Good thing. She explained that if I had seen the person, I would be expected to run after him and kiss him. Yuk! I’m sure I wondered for days who could have left that May basket for me. Now, I’m sure it was probably my own mother.
When Em and Kay were small, they received their own May baskets. Frequently, we would arrive home from work and the babysitter’s to find small baskets made from paper cups and stuffed with popcorn and candy. Of course we never knew who left them; the act had been done hours before. We would drop my work bag and their back packs on the dining room table and get busy arranging our own May baskets and making clandestine deliveries.
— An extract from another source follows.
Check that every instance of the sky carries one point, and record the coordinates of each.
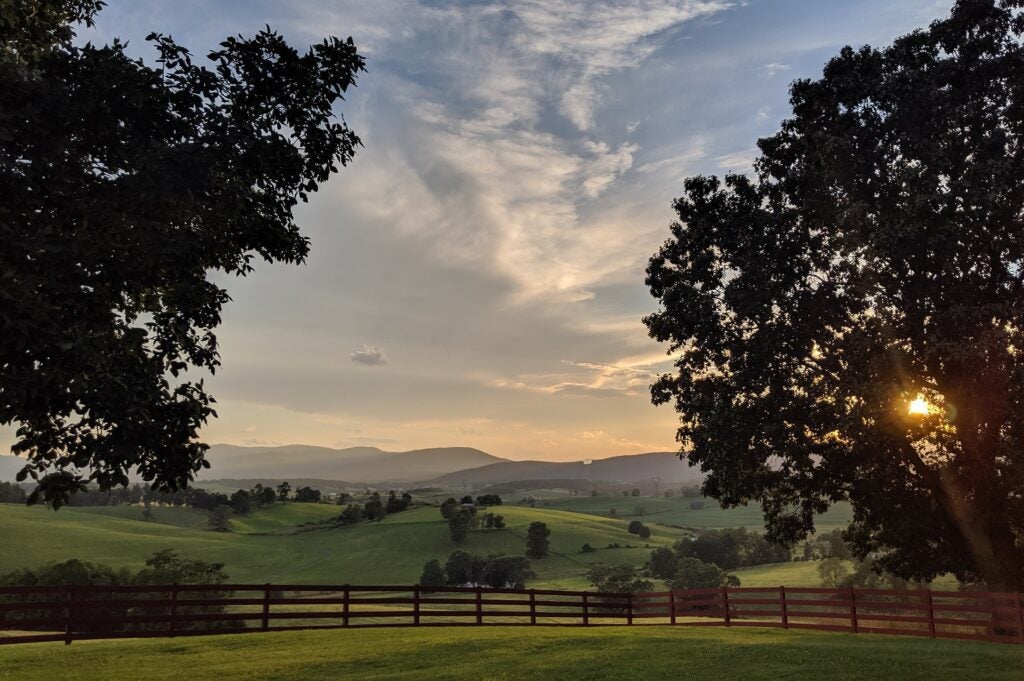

April 30, 1998, Utah. I mentioned to someone that I needed to go buy some paper cups and candy so I could make May Day baskets. “What’s May Day?” I was incredulous that someone did not know about the holiday and was certain that his lack of knowledge was based on poor upbringing. I went to the store, expecting to see a section devoted to scores of different bulk Brach’s candy—the stuff of which all good May Day baskets were filled. Just like in Iowa.
Nope. “Do you have May Day candy?” I asked the clerk.
[It was an eerie repeat of six weeks before when I had gone to three different local florists inquiring about their green carnations for St. Patrick’s Day. “You need WHAT?” they all said. Yeah, no one in Utah celebrated the wearing of the green either. Apparently Utahns were all Scandinavian and English. So yeah, no Irish stuff.]
May 1, 2013, Utah. I long ago learned that “if it’s to be, it’s up to me.” I haven’t really ever stopped making May baskets, or having hope that I would find something on my door. Today, it’s Weston and Computer Geek who are my accomplices. I’ll leave the recipients unnamed, in case they read this blog and are forewarned for next year.
Spiffy spring-themed cup. Check.
Caramel popcorn. Check.
Tootsie Roll Midgets. Oh yeah!
Cinnamon Bears. Naturally.
And something I never had as a child--flavored straws!
All the baskets ready for take-off.
Weston in stealth mode.
Retreat! Someone's on the porch!
Later today, there was a knock at our door!
The May Fairy left us warm pumpkin bread. It was divine.
Happy May Day to you and may it signal the end of snow!